Politique et religion

Je trouve cela très intéressant que pratiquement tous les sondages que je fais se soldent par un 50/50 serré. Je trouve ça ‘bien’ aussi, réaliste et révélateur.

A la question : « accepteriez-vous qu’un parti politique à référence religieuse voie le jour », un peu moins de la moitié des 96 participants a répondu oui (48%), même si beaucoup (20%) l’ont fait avec une certaine réserve.

Les autres votants, dont je fais partie, refusent catégoriquement de permettre a un parti islamiste d’avoir accès au parlement. Si un jour un referendum national sur cette question est organisé (car il en faut un) je voterai Non et j’inviterai tous mes amis à en faire de même!

Je vais énumérer les arguments souvent avancés par le camp du ‘oui’ et essayer de fournir des éléments de réponse:

- D’abord il y a ceux qui disent que la logique de la démocratie (en tout cas dans sa version occidentale prêt-à-porter) veut que l’on s’ouvre à toutes les idéologies. Certes. Mais peut-on séparer cette question de la réalité politique et sociale des pays musulmans ? Lorsqu’on parle de démocratie il faut déjà s’assurer que des préalables institutionnels sont là avant de passer a la pluralité politique illimitée; que la séparation des pouvoir est réelle et effective; que les électeurs tiennent à cette séparation; que leur vote est réfléchi; que les médias sont libres; que l’université est autonome; que la religion ne risque pas d’être pas instrumentalisée comme outil de propagande à grande échelle (en particulier auprès des couches défavorisées).

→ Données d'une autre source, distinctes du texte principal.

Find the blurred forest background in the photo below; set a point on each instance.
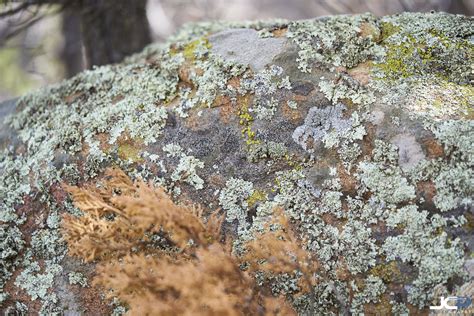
(45, 41)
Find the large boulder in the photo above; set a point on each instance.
(360, 127)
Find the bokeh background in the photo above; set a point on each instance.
(42, 41)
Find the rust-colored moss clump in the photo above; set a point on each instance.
(161, 258)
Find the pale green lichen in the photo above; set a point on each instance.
(335, 41)
(265, 85)
(434, 46)
(328, 126)
(11, 244)
(386, 181)
(133, 100)
(186, 170)
(436, 257)
(346, 88)
(373, 288)
(77, 278)
(36, 280)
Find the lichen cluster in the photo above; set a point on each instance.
(374, 166)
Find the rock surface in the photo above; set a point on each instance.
(360, 127)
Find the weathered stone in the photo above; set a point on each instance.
(359, 127)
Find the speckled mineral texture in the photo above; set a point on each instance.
(360, 127)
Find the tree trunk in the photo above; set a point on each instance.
(71, 53)
(113, 29)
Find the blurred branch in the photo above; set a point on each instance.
(15, 10)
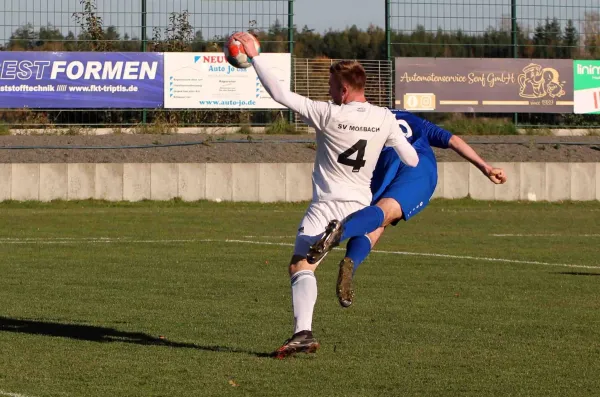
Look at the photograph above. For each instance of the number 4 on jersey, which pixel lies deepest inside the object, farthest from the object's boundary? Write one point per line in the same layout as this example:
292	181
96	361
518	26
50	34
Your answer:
357	163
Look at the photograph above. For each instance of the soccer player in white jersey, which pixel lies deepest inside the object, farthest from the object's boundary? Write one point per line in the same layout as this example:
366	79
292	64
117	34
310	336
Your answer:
350	134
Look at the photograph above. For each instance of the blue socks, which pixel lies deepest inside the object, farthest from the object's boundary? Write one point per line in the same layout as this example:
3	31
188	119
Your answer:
358	249
363	222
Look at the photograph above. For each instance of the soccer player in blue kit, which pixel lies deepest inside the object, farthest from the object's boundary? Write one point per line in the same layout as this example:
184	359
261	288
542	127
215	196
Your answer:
399	193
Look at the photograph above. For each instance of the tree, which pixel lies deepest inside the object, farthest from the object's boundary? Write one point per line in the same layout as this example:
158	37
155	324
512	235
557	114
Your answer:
591	33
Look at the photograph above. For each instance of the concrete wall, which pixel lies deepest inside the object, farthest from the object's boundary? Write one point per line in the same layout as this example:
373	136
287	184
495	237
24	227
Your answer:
270	182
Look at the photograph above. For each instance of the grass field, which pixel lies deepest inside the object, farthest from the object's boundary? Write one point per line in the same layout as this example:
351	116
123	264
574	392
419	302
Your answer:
175	299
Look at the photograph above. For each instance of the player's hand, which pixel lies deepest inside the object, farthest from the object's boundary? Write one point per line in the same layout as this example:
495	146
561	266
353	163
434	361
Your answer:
247	41
497	175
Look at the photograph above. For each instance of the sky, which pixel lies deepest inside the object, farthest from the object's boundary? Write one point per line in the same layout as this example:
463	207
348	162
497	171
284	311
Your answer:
218	17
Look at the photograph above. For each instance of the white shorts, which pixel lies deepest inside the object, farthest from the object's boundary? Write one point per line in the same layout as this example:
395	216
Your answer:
317	217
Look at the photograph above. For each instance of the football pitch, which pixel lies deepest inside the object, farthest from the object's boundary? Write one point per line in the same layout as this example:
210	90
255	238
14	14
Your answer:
188	299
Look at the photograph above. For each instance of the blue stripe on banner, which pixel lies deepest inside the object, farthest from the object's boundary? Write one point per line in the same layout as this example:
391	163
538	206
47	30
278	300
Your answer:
52	80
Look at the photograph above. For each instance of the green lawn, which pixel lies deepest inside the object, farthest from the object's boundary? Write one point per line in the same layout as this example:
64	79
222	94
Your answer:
176	299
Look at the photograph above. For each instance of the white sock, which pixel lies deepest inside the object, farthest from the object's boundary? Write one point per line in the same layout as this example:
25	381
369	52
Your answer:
304	297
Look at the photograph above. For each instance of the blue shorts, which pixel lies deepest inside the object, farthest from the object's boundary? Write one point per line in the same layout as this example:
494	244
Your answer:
411	187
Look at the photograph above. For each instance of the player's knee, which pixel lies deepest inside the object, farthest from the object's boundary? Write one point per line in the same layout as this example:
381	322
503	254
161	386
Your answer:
299	263
375	236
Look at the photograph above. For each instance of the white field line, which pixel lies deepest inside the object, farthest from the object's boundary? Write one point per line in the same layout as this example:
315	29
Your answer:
545	235
7	394
233	241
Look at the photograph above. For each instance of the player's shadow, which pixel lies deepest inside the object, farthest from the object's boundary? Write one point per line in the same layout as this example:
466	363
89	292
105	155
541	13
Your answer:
105	335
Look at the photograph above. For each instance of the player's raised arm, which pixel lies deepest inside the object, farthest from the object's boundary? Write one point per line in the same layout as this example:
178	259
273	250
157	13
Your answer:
314	112
398	141
461	147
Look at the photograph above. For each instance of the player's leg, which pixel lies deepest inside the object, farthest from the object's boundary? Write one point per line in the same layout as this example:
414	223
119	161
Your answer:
303	284
357	250
302	274
410	190
367	219
304	297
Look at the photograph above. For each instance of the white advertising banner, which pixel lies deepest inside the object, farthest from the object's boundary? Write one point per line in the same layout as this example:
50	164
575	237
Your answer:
205	80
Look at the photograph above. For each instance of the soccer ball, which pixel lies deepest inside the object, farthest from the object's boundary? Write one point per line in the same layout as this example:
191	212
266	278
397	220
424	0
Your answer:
235	54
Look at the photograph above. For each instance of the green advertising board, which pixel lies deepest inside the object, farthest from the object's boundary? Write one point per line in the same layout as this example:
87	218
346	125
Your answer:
587	87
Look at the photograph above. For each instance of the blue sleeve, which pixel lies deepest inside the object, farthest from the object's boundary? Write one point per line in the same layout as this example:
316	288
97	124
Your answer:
423	129
437	136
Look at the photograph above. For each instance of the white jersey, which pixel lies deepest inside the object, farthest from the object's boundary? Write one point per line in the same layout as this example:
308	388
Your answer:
350	138
349	141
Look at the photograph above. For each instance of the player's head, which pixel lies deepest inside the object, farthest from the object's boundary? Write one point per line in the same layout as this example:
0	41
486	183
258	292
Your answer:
347	80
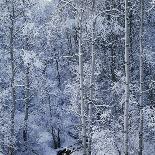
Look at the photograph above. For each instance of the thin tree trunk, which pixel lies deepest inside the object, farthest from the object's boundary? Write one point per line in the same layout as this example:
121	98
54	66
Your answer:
126	110
141	81
91	83
13	92
27	100
83	121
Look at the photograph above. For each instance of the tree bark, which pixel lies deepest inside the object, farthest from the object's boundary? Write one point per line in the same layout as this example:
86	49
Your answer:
83	121
140	152
13	91
126	110
27	100
91	81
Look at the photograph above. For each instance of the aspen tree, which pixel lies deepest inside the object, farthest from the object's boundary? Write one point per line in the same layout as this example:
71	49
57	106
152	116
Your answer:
140	151
91	79
83	120
126	108
27	100
13	91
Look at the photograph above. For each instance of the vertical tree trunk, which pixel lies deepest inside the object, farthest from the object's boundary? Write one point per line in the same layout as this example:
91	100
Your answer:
13	92
126	110
91	81
83	121
27	100
141	81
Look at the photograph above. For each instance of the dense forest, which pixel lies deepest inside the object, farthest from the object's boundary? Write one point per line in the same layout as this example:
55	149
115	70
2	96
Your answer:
77	77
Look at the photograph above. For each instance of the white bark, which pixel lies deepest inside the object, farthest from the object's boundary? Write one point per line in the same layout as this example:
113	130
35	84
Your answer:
13	92
91	82
27	100
126	109
83	121
141	80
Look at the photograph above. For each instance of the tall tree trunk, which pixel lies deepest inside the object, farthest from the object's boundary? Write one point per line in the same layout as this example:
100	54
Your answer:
13	91
141	81
91	81
126	109
83	121
27	100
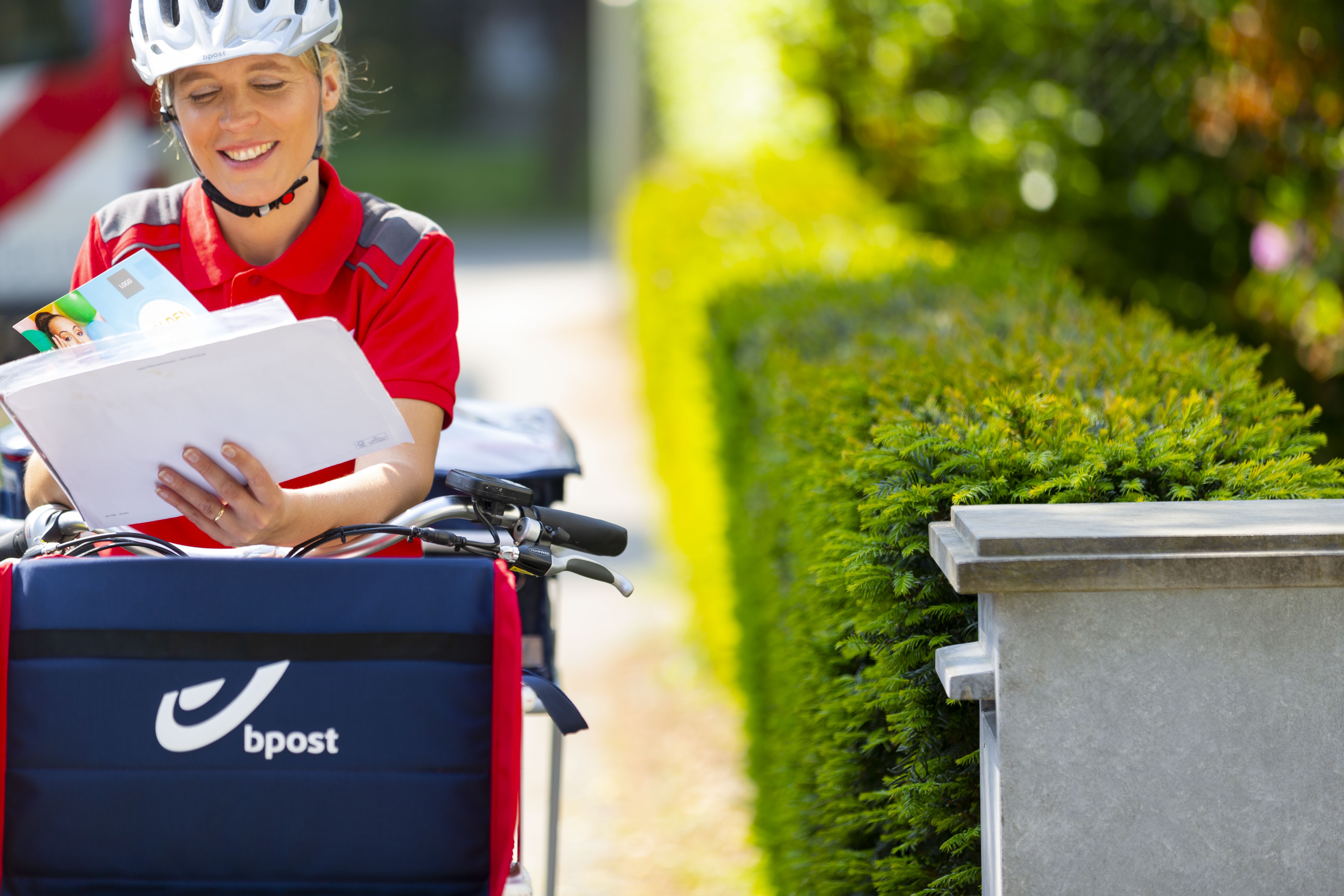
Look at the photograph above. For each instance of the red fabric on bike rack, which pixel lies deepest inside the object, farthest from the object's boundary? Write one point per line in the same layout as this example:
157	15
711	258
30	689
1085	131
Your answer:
6	594
507	735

Tout cela peine encore à exister dans beaucoup de pays du nord et n’existe pratiquement pas dans les pays en développment, musulmans en particulier.

- Ensuite, vous avez ceux qui disent: “Regardez il y a des chrétiens démocrates en Europe et autres conservateurs qui puisent leur idées dans le registre religieux”. C’est vrai aussi, sauf que là encore, on ignore le contexte dans lequel ces partis on vu le jour. Croyez-vous que si l’Eglise faisait encore la loi en Europe ces partis auraient les mêmes chances d’accéder au parlement que les autres? Ils seraient largement plus populaires parce que les règles du jeu ne seraient pas équitables. Or, des pays où le décor politique est encore fait de moftis de la république et autres ministères de la femme ne sont pas vraiment des terrains neutres pour le développement de partis conservateurs semblables à ceux qui existent en Europe. L’ironie est que, dans leur version moderne, les Etats musulmans ont fini par créer un clergé qui n’a jamais existé dans l’histoire de l’islam sunnite!

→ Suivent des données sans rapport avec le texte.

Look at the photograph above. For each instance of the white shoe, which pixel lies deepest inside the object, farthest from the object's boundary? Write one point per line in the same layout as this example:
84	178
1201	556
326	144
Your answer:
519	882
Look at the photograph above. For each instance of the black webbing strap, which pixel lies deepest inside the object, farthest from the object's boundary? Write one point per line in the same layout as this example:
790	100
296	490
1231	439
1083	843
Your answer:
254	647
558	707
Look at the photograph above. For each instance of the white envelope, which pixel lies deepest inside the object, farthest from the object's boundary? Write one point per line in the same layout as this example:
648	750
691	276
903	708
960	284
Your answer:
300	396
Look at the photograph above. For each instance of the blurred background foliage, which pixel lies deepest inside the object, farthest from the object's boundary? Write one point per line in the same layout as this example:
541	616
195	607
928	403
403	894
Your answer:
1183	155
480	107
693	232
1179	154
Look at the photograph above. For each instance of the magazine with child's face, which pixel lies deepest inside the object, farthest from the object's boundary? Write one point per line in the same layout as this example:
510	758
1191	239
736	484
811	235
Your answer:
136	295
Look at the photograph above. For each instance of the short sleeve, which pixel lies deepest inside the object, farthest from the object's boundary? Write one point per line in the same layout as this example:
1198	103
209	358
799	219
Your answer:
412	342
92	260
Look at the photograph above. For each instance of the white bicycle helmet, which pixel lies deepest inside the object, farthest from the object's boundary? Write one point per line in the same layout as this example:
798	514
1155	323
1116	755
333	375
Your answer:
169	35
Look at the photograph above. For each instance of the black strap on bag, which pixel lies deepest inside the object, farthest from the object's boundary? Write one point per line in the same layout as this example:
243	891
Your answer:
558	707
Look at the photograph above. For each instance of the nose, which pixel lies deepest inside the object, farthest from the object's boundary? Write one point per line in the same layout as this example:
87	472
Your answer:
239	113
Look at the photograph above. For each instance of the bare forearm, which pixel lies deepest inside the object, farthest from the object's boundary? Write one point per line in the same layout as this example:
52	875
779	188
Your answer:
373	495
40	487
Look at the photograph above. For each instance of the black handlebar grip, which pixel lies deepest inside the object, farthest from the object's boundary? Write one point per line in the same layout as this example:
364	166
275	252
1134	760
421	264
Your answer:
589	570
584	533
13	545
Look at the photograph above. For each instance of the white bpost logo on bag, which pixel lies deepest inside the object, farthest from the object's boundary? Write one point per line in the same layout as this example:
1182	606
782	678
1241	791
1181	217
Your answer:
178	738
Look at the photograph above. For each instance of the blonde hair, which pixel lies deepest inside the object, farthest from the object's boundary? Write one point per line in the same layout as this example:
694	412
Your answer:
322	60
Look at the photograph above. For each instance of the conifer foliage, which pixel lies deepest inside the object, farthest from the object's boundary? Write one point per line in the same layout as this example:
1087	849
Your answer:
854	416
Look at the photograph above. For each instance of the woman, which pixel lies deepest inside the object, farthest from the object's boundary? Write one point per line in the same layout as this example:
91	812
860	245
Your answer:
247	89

- Certains ‘islamistes modernistes’ (?) vous avanceront, en plus de l’argument démocratique, le bon vieil exemple turc. Hmm... J’aimerais bien croire en une démocratie qui homogénéise 70 millions de personnes par tous les moyens, dénigre ses propres ressortissants kurdes, vit encore dans le mythe d'un dictateur mégalomane, et qui n'hésite pas a supprimer le script arabe pour gagner le statut de pays latin. Enfin, passons, ce n'est pas vraiment un exemple à suivre.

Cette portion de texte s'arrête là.